See the problem here? The probationer carries the burden of proving his poverty, rather than the State. In a Violation of Probation case, it is the state that is bringing a lawsuit against the probationer for failing to pay something–so it should be the state’s burden to prove such. But, that’s not so, due to the ‘burden shifting’ found in Florida law, under section 948.06(5) (highlighted above).
Can this be fixed? Yes, it has been fixed. Our Florida Supreme Court struck down this law as unconstitutional in Del Valle v. State, 80 So.3d 999 (Fla. 2011). Del Valle was charged and convicted of possession of cocaine, and a subsequent charge of grand theft. As a condition of probation he was to pay $1,809 in restitution at a rate of $80 per month, plus another $25 per month to probation for supervision.
Probation violated Del Valle after he fell several months behind (actually, $1,040 in arrears on restitution alone). The violation report indicated that Del Valle was unemployed. At his hearing, two probation officers testified as to what he owed, but the defense didn’t call any witnesses to explain the underlying reasons for non-payment. The court found a violation, but reinstated his probation. Del Valle appealed, arguing that the Equal Protection and Due Process Clauses of the United States Constitution do not allow an indigent probationer to be incarcerated based solely upon his inability to pay (the Florida Constitution says about the same thing). Florida’s Supreme Court overturned Del Valle’s violation of probation, in part because financial violations require the court to investigate the reasons for failing to pay, and the willfulness of such inability to pay (for example, did the probationer turn down jobs and cause his inability to pay?). Basically, there must be a finding that the probation had the ability to pay–but willfully refused to do so. But the court found even more problems lurking.

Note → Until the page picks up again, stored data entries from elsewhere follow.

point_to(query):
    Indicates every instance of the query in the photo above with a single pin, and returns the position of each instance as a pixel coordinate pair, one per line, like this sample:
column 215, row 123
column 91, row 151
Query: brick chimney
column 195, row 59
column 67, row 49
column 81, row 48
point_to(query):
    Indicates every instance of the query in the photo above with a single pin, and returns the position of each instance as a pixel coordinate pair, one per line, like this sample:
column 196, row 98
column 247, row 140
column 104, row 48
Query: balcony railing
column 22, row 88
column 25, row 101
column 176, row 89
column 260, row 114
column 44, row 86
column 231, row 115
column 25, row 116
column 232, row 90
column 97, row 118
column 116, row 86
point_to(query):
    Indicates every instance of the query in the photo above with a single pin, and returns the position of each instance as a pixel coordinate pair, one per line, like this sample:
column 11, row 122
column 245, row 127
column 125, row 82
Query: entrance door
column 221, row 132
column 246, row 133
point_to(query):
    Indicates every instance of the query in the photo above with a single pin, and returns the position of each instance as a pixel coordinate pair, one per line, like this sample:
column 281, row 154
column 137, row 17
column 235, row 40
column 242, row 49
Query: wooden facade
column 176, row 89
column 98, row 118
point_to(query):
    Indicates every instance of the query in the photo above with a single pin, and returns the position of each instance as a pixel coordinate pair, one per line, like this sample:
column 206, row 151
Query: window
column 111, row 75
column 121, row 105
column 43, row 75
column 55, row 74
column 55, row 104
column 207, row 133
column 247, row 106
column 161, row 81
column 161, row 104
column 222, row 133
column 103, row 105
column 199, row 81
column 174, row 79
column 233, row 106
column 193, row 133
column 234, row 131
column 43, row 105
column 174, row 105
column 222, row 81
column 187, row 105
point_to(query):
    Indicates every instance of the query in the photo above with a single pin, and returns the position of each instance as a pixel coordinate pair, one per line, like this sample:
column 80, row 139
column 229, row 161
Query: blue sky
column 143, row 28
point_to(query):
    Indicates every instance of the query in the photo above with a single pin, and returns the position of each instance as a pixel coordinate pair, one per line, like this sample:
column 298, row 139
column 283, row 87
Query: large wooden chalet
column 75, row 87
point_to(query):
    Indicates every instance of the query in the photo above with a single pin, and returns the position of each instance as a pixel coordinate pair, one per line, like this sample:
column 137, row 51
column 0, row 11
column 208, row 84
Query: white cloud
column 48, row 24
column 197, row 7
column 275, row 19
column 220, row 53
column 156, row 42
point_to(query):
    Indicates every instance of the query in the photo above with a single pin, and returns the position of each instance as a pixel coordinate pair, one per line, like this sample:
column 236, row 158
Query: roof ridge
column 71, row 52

The conflict involves the “willfulness” of a violation of probation. It is the State’s burden to prove the probationer willfully violated, yet the statute above seems to indicate it is the probationer’s responsibility to prove he couldn’t afford such. Which is it? Well, the court found that shifting the burden to the probation is fine, but only under two conditions. First, the state must first produce evidence of an inability to pay. Second, the burden will then shift to the probationer, but not to the level of “clear and convincing evidence”, as this is seen as too high of a burden.